Le marché obligataire est une autre histoire. Un rapport sur l'emploi meilleur que prévu pour février a détruit toutes les attentes de suspension de l'aide apportée par la Réserve fédérale américaine. Le rendement des obligations du Trésor américain sur 10 ans est passé de 2,66 % à 2,79 %, et quelques fonds obligataires affichaient des pertes sévères vendredi.

Dans les nouvelles économiques aux États-Unis, le rapport sur l'emploi et les demandes d'emploi initiales ont été bien meilleurs que prévu alors que les effets du mauvais temps commençaient à s'estomper. Les ventes d'automobiles sont demeurées stagnantes mais ne se sont pas effondrées. De plus, le rapport des directeurs d'achats sur les industries manufacturières a rebondi en février après un effondrement en janvier.
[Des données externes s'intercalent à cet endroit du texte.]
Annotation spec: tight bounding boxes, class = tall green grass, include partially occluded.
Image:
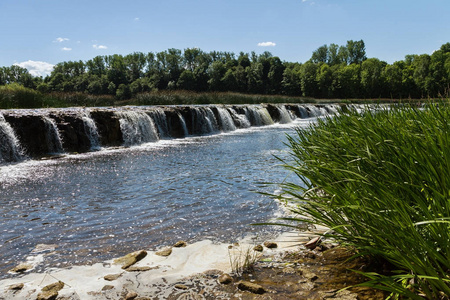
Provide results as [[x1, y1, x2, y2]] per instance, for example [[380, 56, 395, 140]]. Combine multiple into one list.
[[278, 103, 450, 299]]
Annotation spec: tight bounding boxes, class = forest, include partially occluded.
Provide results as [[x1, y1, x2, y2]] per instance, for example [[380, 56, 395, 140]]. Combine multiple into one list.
[[0, 40, 450, 100]]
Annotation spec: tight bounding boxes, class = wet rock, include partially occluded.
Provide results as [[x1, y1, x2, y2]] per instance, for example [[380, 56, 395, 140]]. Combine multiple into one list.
[[125, 292, 138, 300], [175, 284, 189, 290], [155, 248, 172, 256], [103, 274, 122, 281], [305, 236, 322, 250], [238, 281, 266, 295], [126, 266, 159, 272], [114, 250, 147, 269], [218, 274, 233, 284], [253, 245, 264, 252], [264, 242, 278, 249], [37, 281, 64, 300], [8, 283, 24, 291], [173, 241, 187, 248], [10, 263, 33, 273]]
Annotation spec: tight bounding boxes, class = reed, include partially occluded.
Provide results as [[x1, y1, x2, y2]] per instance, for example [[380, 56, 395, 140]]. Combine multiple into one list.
[[274, 102, 450, 299]]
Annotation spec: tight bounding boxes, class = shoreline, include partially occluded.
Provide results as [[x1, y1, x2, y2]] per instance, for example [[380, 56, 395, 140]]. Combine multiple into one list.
[[0, 232, 324, 299]]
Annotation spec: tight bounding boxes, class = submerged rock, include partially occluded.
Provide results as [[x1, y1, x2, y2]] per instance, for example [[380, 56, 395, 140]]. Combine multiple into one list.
[[264, 242, 278, 249], [253, 245, 264, 252], [114, 250, 147, 269], [218, 274, 233, 284], [37, 281, 64, 300], [103, 274, 122, 281], [173, 241, 187, 248], [10, 263, 33, 273], [8, 283, 24, 291], [155, 247, 172, 256], [238, 281, 266, 294]]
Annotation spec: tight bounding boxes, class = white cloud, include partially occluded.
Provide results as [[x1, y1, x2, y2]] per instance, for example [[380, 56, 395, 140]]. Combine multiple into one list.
[[14, 60, 54, 76], [92, 44, 108, 50], [54, 38, 69, 43], [258, 42, 277, 47]]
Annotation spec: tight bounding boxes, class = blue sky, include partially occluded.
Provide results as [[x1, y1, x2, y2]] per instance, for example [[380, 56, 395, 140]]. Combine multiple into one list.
[[0, 0, 450, 74]]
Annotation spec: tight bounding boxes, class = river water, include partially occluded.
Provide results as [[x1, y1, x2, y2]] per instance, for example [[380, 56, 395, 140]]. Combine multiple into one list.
[[0, 119, 313, 277]]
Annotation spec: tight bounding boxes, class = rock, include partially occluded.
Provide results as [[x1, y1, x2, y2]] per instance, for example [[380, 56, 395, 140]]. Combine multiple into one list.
[[8, 283, 24, 291], [126, 266, 155, 272], [264, 242, 278, 249], [10, 263, 33, 273], [42, 281, 64, 292], [173, 241, 187, 248], [218, 274, 233, 284], [175, 284, 189, 290], [155, 247, 172, 256], [125, 292, 138, 300], [305, 236, 322, 250], [103, 274, 122, 281], [37, 281, 64, 300], [253, 245, 264, 252], [238, 281, 266, 294], [114, 250, 147, 269]]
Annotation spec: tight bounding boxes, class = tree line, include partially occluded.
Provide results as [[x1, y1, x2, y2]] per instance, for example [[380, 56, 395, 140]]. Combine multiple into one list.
[[0, 40, 450, 99]]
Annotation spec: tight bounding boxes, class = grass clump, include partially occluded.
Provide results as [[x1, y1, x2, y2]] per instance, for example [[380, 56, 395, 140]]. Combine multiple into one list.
[[277, 103, 450, 299]]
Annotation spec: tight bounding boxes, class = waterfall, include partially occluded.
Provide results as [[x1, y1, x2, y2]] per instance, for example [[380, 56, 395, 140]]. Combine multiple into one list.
[[298, 105, 309, 119], [42, 116, 64, 154], [81, 112, 101, 150], [217, 107, 236, 131], [228, 107, 252, 128], [0, 114, 24, 163], [148, 107, 171, 138], [276, 105, 295, 124], [117, 110, 159, 146], [306, 105, 322, 117], [244, 105, 273, 126], [191, 107, 219, 134]]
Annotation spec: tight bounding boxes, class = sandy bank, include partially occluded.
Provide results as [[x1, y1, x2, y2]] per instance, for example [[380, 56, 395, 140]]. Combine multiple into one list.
[[0, 232, 320, 300]]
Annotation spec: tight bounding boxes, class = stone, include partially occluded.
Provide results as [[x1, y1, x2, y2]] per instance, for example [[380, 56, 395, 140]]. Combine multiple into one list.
[[103, 274, 122, 281], [218, 274, 233, 284], [10, 263, 33, 273], [173, 241, 187, 248], [264, 242, 278, 249], [175, 284, 189, 290], [37, 281, 64, 300], [238, 281, 266, 295], [125, 291, 138, 300], [8, 283, 24, 291], [155, 247, 172, 256], [305, 236, 322, 250], [253, 245, 264, 252], [126, 266, 155, 272], [114, 250, 147, 269]]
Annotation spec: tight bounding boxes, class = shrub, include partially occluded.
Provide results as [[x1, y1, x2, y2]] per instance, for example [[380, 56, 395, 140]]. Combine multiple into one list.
[[274, 103, 450, 299]]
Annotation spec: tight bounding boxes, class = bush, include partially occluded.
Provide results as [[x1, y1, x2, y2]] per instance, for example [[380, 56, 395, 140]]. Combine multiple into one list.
[[274, 103, 450, 299]]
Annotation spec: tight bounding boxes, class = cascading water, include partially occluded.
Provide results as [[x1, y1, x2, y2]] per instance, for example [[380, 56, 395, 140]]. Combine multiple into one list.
[[227, 107, 252, 128], [116, 110, 159, 146], [276, 106, 295, 124], [42, 116, 64, 154], [148, 107, 171, 139], [217, 107, 236, 131], [81, 112, 101, 150], [244, 105, 273, 126], [192, 107, 219, 134], [0, 114, 23, 163]]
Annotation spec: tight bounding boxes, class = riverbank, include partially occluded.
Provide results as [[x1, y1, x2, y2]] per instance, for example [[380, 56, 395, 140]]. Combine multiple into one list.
[[0, 230, 383, 299]]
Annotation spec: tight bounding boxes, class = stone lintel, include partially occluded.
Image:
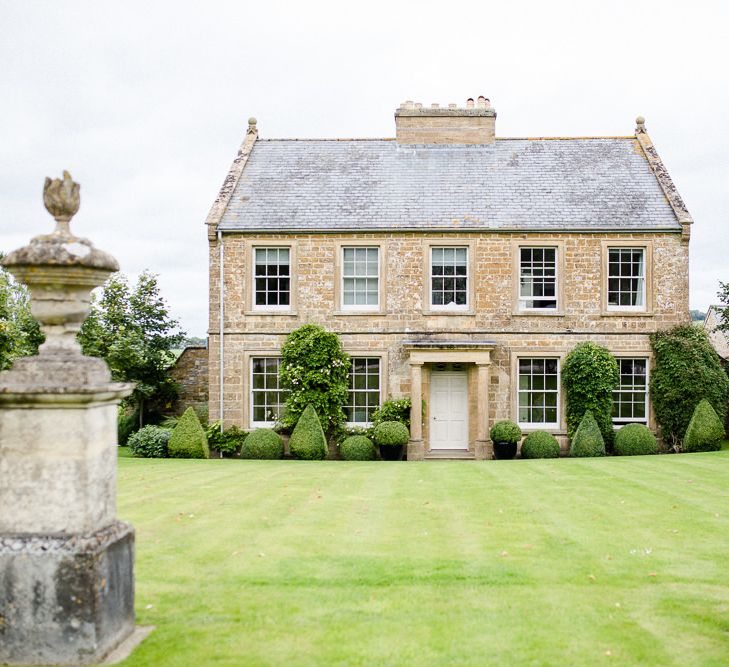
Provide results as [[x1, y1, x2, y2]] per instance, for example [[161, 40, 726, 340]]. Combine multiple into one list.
[[0, 521, 134, 665]]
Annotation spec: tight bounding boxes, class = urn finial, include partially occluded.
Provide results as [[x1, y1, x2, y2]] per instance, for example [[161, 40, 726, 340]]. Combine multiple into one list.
[[43, 170, 81, 236]]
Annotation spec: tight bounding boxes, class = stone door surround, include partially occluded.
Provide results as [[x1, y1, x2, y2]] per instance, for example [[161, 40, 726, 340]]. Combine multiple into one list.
[[403, 339, 496, 461]]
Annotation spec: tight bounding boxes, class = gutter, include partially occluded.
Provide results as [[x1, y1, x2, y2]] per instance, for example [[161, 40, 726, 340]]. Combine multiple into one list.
[[218, 229, 225, 433]]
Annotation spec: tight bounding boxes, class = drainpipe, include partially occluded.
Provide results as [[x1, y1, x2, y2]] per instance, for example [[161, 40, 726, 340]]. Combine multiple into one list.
[[218, 229, 225, 433]]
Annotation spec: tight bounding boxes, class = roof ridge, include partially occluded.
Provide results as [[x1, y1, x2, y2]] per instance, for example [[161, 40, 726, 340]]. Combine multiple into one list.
[[258, 134, 635, 146]]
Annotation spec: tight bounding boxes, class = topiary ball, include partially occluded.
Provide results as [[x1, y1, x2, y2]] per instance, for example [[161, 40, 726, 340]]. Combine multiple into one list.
[[372, 422, 410, 447], [289, 405, 329, 461], [614, 424, 658, 456], [240, 428, 284, 459], [521, 431, 560, 459], [490, 419, 521, 444], [127, 426, 171, 459], [683, 398, 724, 452], [570, 410, 605, 456], [339, 435, 375, 461], [167, 408, 210, 459]]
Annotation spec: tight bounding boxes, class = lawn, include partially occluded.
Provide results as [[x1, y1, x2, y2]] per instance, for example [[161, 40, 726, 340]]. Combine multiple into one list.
[[119, 451, 729, 667]]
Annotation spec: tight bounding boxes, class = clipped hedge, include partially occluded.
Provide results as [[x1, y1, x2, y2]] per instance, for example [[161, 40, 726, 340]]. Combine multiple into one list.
[[614, 424, 658, 456], [570, 410, 605, 457], [683, 399, 724, 452], [372, 422, 410, 447], [127, 426, 171, 459], [521, 431, 560, 459], [490, 419, 521, 444], [372, 397, 412, 428], [289, 405, 328, 461], [167, 408, 210, 459], [205, 421, 248, 456], [240, 428, 284, 459], [339, 435, 375, 461]]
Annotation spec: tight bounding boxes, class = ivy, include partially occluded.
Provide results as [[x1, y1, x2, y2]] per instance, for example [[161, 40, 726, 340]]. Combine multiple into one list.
[[279, 324, 351, 433], [562, 341, 620, 445], [650, 324, 729, 449]]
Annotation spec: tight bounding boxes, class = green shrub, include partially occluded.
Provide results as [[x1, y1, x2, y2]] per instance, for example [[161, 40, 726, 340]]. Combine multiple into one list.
[[339, 435, 375, 461], [521, 431, 560, 459], [490, 419, 521, 443], [614, 424, 658, 456], [205, 421, 248, 455], [167, 408, 210, 459], [372, 422, 410, 447], [372, 398, 412, 428], [116, 406, 139, 447], [683, 399, 724, 452], [289, 405, 328, 460], [562, 341, 620, 447], [570, 410, 605, 456], [279, 324, 352, 433], [240, 428, 283, 459], [650, 324, 729, 449], [127, 426, 171, 459]]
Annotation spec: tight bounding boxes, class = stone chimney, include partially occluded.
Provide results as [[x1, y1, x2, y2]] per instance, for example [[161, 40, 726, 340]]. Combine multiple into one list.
[[395, 95, 496, 144]]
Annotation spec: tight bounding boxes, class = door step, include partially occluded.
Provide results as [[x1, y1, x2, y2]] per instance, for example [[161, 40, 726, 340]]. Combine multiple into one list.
[[425, 449, 476, 460]]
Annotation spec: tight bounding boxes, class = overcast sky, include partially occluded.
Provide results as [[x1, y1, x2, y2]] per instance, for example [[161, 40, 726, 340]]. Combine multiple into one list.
[[0, 0, 729, 336]]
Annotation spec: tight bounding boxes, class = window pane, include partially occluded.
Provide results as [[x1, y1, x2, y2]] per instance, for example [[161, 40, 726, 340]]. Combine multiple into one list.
[[517, 358, 559, 424], [344, 357, 380, 423]]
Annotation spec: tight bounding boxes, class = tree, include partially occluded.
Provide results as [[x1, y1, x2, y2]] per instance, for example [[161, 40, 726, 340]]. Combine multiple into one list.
[[279, 324, 351, 434], [562, 341, 620, 446], [78, 271, 185, 427], [650, 324, 729, 449], [716, 281, 729, 333], [0, 255, 43, 371]]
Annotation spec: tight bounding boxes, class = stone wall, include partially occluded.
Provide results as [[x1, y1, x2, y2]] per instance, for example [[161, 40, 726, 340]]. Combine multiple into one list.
[[170, 346, 208, 415], [209, 233, 689, 434]]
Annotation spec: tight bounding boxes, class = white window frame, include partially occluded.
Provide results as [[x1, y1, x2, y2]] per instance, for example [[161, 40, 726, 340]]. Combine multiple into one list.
[[605, 245, 648, 313], [515, 355, 562, 430], [248, 354, 286, 428], [251, 245, 294, 313], [428, 243, 471, 313], [612, 355, 651, 429], [339, 245, 382, 313], [346, 354, 383, 428], [517, 244, 560, 313]]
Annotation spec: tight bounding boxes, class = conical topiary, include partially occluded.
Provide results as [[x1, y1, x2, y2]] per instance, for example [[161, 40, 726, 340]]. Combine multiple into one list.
[[683, 398, 724, 452], [289, 405, 328, 461], [167, 408, 210, 459], [570, 410, 605, 456]]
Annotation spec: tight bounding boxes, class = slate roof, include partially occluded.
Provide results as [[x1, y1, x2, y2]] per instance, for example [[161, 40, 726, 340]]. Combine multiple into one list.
[[219, 137, 681, 232]]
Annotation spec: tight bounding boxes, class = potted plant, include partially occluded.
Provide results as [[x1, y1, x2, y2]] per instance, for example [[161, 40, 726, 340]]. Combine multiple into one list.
[[491, 419, 521, 459]]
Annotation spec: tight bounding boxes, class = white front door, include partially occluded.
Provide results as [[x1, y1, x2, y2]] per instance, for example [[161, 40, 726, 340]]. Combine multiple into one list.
[[430, 366, 468, 449]]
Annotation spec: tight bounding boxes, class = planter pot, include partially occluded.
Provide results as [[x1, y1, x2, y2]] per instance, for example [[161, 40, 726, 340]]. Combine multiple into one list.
[[380, 445, 404, 461], [494, 441, 516, 459]]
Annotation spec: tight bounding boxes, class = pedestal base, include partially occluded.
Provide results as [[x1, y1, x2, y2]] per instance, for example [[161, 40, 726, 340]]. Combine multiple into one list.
[[0, 521, 134, 665], [474, 440, 494, 461], [407, 440, 425, 461]]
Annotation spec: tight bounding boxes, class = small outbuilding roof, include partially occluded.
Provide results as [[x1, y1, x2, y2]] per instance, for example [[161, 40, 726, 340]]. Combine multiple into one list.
[[218, 137, 681, 233]]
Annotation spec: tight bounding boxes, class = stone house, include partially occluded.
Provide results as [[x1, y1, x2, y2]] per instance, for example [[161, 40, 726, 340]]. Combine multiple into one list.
[[704, 305, 729, 361], [207, 97, 692, 459]]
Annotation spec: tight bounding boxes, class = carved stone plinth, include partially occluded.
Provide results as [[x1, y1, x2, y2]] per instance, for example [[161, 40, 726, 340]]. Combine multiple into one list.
[[0, 521, 134, 665], [0, 172, 141, 665]]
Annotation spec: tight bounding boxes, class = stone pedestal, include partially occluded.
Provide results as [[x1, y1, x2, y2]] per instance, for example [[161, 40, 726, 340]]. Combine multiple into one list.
[[0, 173, 134, 665], [0, 521, 134, 665]]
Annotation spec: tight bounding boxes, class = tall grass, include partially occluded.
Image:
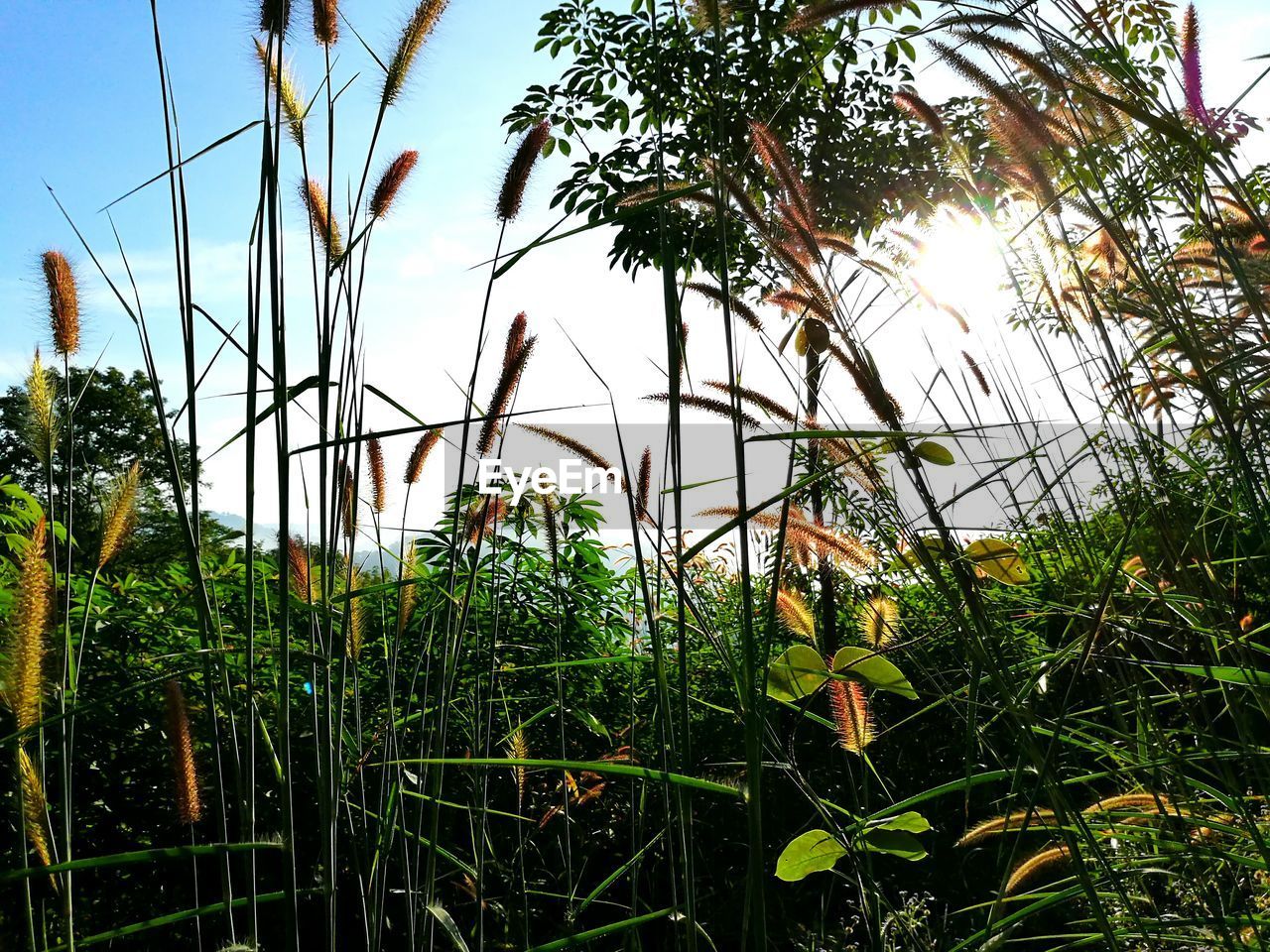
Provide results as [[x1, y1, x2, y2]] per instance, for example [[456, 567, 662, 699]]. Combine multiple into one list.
[[0, 0, 1270, 952]]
La consommation et le revenu personnel ont tous deux meilleure mine que prévu, mais largement à cause des effets estimés de la Loi sur les soins abordables et des augmentations massives des factures des services publics. Sans ces facteurs spécifiques, la consommation aurait été en baisse et les augmentations de revenus moins marquées.

Un rapport sur l'emploi meilleur que prévu

Le rapport sur l'emploi du gouvernement en février a été meilleur que prévu, l'économie ajoutant plus de 175 000 emplois, alors que ce chiffre a été de 86 000 en décembre et de 129 000 en janvier. Il s'est situé au-dessus des attentes de 140 000 pour février, mais bien au-dessous de la moyenne de 189 000 des 12 mois précédents.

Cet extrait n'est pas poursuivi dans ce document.